Mailer's Hipster Meets Thompson's Bikers
White Negroes on Wheels
Keywords:
hipster, counterculture, masculinity, violence, race, existentialism, postwar culture, psychoanalysisAbstract
In 1957, Norman Mailer published an essay in Dissent called “The White Negro: Some Superficial Reflections on the Hipster,” in which he addressed the existential crisis Americans experienced in the wake of the two great horrors of the twentieth century: the mass exterminations of concentration camps and the use of atomic weapons. The hipster, as John Leland notes, is an archetypal character who appears in many guises: the outcast, the rebel, the trickster, personified by figures such as Walt Whitman, Bob Dylan, and Kurt Cobain. Kerouac, an original hipster, romanticized the lives of African-Americans, or at least the way he imagined those lives, engaging with their down-and-outness, their alienation, and their style.
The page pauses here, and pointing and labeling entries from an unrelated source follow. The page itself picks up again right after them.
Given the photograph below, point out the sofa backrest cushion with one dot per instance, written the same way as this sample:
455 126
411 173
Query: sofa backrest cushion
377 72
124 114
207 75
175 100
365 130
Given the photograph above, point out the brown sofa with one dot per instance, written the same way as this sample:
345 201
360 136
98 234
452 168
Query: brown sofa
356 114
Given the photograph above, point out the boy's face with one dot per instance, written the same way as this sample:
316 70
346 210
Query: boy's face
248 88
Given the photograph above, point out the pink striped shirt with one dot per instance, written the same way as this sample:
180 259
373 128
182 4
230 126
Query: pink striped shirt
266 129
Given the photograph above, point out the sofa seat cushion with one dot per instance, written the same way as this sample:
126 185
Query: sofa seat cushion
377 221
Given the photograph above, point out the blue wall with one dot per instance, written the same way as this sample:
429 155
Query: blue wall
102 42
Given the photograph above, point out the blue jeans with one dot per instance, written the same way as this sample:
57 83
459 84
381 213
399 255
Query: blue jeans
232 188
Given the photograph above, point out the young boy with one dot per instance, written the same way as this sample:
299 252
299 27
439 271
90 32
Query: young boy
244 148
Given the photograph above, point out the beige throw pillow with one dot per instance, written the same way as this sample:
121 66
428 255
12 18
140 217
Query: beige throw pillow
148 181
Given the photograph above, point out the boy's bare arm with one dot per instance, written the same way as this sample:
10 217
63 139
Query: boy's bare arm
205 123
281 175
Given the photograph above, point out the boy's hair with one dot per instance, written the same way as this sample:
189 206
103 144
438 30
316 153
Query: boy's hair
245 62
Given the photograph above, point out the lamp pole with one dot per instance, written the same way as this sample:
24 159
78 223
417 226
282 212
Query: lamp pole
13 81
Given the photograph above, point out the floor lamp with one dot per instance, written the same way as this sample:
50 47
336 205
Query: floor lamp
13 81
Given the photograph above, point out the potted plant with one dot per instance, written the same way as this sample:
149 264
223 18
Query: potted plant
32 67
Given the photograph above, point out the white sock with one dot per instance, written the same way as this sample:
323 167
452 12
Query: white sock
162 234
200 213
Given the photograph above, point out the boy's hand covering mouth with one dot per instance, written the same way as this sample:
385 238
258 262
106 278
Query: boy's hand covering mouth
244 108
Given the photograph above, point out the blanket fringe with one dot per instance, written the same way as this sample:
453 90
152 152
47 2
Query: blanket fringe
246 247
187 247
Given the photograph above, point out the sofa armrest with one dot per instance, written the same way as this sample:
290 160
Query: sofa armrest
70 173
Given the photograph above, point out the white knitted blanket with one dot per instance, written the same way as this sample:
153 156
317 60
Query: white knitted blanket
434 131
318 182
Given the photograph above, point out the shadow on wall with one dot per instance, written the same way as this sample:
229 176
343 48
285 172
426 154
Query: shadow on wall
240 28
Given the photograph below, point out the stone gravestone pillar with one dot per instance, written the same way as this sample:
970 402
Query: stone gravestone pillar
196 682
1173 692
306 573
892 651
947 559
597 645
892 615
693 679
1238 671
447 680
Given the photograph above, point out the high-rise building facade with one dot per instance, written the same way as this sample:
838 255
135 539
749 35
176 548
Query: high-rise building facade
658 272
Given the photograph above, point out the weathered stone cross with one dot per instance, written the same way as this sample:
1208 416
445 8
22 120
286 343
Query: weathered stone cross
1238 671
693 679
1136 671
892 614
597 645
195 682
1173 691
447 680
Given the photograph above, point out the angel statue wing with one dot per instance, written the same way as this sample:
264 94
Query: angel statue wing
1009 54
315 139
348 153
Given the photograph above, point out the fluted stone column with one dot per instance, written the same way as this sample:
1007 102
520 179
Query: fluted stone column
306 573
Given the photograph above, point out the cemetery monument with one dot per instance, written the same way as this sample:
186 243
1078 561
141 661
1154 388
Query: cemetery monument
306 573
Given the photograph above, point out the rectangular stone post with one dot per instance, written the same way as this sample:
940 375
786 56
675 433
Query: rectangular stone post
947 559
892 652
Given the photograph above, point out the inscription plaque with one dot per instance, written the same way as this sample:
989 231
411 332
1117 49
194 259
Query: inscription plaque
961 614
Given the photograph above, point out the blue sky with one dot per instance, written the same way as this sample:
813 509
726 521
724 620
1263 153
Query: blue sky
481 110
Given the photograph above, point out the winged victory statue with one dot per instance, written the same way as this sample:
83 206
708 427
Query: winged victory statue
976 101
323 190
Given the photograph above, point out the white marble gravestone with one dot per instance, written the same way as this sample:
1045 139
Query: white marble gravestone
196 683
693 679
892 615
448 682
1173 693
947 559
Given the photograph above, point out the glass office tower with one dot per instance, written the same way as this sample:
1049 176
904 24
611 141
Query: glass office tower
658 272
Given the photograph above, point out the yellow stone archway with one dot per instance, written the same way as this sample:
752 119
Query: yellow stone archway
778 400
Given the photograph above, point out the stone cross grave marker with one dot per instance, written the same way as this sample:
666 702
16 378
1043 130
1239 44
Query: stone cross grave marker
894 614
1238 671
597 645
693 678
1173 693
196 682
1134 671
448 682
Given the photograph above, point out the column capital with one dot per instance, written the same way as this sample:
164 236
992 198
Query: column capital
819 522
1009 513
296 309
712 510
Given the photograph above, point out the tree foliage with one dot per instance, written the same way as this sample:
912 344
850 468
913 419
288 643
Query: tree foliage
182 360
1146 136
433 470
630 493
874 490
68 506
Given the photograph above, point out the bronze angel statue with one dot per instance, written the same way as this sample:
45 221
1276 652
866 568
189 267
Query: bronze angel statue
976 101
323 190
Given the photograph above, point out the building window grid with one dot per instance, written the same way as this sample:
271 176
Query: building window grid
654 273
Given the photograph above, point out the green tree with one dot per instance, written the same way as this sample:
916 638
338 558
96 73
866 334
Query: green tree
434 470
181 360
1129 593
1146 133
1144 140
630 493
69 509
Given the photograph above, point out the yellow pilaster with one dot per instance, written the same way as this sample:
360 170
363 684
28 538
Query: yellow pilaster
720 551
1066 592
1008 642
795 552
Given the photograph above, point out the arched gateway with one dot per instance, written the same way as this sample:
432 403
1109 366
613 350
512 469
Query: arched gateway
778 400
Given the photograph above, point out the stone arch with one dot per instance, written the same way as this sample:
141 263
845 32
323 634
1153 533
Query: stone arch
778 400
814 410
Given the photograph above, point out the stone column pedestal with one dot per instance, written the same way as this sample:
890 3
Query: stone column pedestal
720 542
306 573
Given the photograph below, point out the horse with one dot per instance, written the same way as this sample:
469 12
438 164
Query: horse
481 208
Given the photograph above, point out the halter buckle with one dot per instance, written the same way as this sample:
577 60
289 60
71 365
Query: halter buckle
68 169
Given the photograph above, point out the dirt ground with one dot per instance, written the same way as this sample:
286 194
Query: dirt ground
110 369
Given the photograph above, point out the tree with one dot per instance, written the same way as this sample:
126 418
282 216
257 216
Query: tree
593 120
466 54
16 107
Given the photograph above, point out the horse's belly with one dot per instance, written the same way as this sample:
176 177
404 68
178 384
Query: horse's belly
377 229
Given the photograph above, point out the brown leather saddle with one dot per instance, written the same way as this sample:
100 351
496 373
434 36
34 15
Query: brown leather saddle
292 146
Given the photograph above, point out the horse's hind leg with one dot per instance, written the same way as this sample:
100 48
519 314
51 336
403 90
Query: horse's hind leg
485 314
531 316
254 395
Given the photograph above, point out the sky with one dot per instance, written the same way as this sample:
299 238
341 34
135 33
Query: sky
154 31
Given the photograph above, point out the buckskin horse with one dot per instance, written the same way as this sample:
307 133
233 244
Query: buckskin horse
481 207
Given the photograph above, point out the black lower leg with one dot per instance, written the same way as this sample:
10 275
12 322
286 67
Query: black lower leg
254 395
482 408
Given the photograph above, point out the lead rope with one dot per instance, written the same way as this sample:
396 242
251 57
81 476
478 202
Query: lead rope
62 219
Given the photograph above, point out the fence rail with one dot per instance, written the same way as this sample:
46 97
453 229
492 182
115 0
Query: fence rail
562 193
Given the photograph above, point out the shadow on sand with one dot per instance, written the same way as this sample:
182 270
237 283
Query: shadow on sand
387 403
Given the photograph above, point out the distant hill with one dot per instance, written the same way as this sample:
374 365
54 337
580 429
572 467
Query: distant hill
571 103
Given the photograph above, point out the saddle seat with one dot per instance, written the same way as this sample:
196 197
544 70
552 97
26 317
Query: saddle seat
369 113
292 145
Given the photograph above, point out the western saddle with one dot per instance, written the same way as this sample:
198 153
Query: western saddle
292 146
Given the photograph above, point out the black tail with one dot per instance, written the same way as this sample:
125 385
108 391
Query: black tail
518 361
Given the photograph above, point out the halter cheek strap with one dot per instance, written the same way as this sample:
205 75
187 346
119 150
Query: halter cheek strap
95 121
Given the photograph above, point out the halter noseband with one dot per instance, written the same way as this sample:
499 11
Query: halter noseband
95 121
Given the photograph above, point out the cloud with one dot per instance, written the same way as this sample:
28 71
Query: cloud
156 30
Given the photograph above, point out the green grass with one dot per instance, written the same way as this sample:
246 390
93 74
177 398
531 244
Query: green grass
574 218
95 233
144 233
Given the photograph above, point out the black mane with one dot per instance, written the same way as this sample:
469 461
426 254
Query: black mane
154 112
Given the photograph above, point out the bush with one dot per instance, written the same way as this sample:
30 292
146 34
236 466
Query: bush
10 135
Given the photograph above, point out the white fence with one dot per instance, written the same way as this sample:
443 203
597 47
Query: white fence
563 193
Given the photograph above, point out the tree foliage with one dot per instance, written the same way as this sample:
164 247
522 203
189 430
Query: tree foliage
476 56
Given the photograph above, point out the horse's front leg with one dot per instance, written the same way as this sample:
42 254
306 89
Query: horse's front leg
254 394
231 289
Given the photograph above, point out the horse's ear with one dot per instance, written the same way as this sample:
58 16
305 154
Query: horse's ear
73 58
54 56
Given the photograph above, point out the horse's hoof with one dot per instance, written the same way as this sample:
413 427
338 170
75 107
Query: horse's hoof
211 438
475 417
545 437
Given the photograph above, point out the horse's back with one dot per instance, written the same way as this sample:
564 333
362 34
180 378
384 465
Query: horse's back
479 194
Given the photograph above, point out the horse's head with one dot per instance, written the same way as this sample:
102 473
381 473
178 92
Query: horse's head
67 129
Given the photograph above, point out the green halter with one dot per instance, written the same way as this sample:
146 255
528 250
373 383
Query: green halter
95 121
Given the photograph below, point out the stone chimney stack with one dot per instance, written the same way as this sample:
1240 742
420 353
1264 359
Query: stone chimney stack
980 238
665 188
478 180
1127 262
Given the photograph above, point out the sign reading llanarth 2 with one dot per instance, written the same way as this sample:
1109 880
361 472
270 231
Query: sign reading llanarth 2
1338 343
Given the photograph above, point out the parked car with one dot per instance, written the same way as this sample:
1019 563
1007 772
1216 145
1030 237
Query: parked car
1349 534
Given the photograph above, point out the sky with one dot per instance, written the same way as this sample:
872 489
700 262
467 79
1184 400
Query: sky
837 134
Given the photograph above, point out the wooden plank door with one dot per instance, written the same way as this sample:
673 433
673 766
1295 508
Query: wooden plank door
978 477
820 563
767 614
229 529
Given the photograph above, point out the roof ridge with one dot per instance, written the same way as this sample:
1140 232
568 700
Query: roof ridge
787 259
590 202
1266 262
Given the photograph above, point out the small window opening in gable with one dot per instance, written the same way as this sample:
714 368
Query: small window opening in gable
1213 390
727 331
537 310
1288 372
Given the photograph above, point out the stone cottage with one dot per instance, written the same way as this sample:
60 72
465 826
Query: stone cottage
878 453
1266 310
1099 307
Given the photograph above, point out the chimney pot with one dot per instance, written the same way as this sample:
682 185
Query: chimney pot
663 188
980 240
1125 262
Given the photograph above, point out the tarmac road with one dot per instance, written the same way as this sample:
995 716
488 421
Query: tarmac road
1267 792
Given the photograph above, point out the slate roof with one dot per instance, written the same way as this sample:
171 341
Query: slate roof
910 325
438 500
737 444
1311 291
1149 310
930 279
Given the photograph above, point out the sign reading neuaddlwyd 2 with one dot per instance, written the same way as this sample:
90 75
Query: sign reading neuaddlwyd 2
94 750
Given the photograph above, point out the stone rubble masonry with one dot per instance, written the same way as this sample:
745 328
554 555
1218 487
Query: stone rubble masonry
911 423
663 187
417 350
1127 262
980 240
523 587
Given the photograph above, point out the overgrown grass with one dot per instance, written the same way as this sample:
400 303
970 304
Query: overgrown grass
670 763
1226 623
In On the Road, published the same year as Mailer’s essay, Kerouac recalls walking through the streets of Denver and naively “wishing I were a Negro, feeling that the best the white world had to offer was not enough ecstasy for me, not enough life, joy, kicks, darkness, music, not enough night.” Mailer’s hipster differs from Kerouac’s and Ginsberg’s Beat prototypes in his embrace of violence as a means to summon the courage to achieve existential transcendence in the form of the “violence as catharsis which prepares growth.” Thompson seems to have followed Mailer’s admonition, the hipster’s code: “one must grow, or else pay more for remaining the same.”